Major thanks in advance!
Nilo
Ps: I now use this code:
import subprocess
# List of input BAM files
bam_files = ["sample1_sorted.bam", "sample2_sorted.bam", "sample3_sorted.bam", "sample4_sorted.bam"]
# Output VCF file name
output_vcf = "output.vcf"
# Define a function to perform variant calling using bcftools
def call_variants(bam_files, output_vcf):
# Create a command to call variants using bcftools
bcftools_cmd = [
"bcftools",
"mpileup",
"-Ou",
"-f", "reference.fasta", # Replace with your reference genome file
] + bam_files + [
"|",
"bcftools", "call",
"-mv",
"--skip-variants", "indels",
"-o", output_vcf,
]
# Run the bcftools command
subprocess.run(" ".join(bcftools_cmd), shell=True, check=True)
if __name__ == "__main__":
# Call variants and generate the VCF file
call_variants(bam_files, output_vcf)
before looking in IGV, can you just see the variant in the VCF file ?
no i cant... But, i tried it with more paired end sequences and now it works... Maybe there was too little overlap afterall...
only problem now is that i see many variants in the bam files, but very very very few end up in the VCF file, any idea how that comes?
See this picture, how comes that the A and the TT which all seem to be structurally present in the sorted.bam file do not end up in the VCF file?? The blue and cyan blocks above are the variantlocations accoring to the VCF file, screenshot taken from IGV...
Anyone an idea?
What you are seeing are not true SNPs but differences between the reads and the reference.
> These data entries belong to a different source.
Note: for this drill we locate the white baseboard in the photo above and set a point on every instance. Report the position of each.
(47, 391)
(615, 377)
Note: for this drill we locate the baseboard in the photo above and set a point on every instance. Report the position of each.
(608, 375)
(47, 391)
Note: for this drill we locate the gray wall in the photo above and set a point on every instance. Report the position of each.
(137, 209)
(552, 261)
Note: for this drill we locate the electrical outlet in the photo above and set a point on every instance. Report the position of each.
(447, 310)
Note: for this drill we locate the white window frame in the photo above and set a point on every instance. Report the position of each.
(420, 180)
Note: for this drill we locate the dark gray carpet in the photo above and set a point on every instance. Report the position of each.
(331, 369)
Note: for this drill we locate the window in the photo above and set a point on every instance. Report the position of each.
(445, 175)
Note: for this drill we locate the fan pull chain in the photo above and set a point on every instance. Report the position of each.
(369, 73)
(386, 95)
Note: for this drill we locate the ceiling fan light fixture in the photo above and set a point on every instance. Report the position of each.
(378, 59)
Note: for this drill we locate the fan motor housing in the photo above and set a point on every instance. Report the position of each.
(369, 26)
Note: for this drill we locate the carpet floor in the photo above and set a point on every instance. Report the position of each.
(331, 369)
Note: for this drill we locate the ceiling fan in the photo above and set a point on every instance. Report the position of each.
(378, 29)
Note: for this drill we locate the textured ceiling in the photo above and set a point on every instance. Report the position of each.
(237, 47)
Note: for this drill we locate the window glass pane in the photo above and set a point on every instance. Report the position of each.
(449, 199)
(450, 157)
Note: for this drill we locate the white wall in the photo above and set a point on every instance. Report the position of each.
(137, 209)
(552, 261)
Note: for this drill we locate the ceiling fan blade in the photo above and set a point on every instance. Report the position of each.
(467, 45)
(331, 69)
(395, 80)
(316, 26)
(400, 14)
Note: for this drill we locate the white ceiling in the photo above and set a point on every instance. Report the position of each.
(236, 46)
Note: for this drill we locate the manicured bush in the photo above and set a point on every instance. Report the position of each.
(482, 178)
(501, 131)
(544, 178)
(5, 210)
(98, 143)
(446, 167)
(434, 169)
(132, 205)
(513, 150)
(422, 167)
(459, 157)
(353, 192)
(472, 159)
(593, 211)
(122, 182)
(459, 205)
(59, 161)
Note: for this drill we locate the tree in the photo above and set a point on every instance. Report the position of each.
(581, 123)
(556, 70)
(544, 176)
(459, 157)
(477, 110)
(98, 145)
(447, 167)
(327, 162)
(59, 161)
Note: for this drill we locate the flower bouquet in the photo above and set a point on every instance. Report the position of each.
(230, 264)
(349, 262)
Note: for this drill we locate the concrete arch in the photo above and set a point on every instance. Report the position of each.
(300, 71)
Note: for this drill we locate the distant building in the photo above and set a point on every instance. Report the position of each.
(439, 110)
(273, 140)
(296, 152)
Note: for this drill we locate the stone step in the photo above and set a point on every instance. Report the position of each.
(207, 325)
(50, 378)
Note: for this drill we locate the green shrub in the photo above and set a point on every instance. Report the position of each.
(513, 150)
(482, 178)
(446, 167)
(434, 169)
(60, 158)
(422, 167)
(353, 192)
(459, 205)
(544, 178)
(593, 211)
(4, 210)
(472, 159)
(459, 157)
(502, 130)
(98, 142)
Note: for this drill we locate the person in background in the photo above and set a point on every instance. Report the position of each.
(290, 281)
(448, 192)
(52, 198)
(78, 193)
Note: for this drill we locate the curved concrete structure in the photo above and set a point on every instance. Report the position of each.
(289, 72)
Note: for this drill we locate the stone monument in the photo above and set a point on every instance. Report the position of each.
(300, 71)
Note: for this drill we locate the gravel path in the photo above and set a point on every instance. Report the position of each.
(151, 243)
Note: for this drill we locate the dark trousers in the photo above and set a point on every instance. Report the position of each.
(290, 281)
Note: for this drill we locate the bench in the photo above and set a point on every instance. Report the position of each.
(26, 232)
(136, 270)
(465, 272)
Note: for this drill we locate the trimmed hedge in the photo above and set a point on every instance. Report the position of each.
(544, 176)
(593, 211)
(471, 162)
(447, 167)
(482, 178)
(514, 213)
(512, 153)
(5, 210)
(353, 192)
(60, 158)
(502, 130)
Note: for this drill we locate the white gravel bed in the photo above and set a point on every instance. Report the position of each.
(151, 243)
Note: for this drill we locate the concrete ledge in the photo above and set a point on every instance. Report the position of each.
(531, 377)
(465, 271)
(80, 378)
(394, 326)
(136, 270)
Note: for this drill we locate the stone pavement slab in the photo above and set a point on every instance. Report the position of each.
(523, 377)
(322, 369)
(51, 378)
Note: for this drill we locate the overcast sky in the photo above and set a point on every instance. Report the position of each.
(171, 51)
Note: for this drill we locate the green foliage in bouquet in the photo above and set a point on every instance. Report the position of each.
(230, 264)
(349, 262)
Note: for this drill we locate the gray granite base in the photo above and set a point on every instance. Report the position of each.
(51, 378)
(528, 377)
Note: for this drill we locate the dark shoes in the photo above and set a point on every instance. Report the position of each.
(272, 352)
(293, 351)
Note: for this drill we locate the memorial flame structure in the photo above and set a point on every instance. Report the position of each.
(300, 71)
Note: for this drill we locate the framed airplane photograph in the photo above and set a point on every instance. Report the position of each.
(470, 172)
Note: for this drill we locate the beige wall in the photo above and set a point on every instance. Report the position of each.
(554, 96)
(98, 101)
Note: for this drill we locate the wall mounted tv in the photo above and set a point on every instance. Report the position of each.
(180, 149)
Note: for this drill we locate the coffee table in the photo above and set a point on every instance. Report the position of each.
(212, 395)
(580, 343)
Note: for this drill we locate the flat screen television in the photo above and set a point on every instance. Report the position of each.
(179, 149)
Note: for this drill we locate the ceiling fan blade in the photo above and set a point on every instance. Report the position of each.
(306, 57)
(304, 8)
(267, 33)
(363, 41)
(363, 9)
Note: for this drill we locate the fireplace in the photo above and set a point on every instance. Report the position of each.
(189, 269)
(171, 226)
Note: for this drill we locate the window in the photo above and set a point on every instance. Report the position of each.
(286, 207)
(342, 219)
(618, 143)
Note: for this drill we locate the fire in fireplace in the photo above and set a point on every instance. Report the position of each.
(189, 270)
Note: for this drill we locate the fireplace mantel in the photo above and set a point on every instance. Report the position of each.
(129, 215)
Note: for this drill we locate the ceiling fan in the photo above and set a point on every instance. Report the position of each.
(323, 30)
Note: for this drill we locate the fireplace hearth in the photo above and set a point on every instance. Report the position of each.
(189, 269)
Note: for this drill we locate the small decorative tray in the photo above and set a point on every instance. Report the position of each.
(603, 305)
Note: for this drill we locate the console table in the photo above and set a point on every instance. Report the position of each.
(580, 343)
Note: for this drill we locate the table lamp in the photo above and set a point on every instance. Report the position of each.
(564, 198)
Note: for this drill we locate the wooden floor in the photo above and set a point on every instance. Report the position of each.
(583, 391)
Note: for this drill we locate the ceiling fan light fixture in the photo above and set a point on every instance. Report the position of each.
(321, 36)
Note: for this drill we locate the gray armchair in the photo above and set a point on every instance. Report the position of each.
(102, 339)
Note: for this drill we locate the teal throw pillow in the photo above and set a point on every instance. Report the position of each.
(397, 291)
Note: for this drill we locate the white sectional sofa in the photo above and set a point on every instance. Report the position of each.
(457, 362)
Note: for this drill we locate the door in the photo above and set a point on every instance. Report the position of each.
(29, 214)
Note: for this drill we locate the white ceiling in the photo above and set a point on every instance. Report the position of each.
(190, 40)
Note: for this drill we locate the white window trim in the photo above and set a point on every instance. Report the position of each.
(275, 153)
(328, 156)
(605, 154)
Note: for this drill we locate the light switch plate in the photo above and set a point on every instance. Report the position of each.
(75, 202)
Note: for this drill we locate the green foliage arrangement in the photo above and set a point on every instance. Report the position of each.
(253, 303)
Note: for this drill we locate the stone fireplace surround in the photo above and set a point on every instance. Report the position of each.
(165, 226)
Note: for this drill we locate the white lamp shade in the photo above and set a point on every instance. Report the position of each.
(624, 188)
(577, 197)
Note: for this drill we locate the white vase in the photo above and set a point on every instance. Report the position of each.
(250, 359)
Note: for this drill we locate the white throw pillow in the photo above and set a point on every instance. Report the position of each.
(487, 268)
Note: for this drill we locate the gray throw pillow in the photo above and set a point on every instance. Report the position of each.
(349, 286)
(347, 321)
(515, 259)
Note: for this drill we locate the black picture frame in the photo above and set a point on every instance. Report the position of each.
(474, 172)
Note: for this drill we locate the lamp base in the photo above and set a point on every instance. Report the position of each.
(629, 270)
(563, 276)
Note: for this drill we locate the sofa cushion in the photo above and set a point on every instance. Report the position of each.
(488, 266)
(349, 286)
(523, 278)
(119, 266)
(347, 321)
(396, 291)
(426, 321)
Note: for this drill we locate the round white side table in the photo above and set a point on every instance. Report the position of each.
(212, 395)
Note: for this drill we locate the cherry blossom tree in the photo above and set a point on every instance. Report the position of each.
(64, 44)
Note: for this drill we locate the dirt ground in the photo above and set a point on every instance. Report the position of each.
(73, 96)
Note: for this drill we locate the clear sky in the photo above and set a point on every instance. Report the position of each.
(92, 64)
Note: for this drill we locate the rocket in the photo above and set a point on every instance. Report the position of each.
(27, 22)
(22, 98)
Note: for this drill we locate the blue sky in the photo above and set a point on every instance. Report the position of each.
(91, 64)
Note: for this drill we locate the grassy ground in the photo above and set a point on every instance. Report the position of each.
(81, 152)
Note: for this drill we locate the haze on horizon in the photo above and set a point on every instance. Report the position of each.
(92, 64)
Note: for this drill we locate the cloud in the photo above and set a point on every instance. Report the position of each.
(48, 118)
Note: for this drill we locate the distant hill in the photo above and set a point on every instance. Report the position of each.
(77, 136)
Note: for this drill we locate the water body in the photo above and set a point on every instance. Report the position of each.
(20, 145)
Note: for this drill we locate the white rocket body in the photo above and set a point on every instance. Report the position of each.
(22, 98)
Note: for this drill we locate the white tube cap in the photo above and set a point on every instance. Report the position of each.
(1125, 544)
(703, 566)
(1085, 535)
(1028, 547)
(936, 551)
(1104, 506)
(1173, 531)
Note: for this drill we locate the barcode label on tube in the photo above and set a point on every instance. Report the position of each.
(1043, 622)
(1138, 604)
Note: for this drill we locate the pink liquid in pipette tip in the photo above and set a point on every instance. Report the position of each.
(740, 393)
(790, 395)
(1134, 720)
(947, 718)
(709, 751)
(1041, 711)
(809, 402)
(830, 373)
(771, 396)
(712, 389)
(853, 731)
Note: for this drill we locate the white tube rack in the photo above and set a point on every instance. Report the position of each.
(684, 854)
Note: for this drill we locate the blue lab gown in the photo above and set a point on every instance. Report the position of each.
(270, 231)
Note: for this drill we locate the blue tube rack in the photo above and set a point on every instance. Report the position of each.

If a SNP has a lot of support (i.e. lots of reads with the same base), then the variant caller will more likely call it as a variant. But there is more to calling variants then comparing reads to the reference. Read depth, read balance, mapping scores, per base scores etc etc are all factored in.
You should also see what bcftools is doing, go read the manual on how it calls variants. You are running it on default settings, what are the defaults? Do they make sense for your experience?
Do not look at the BAM file directly, you're just eyeballing things.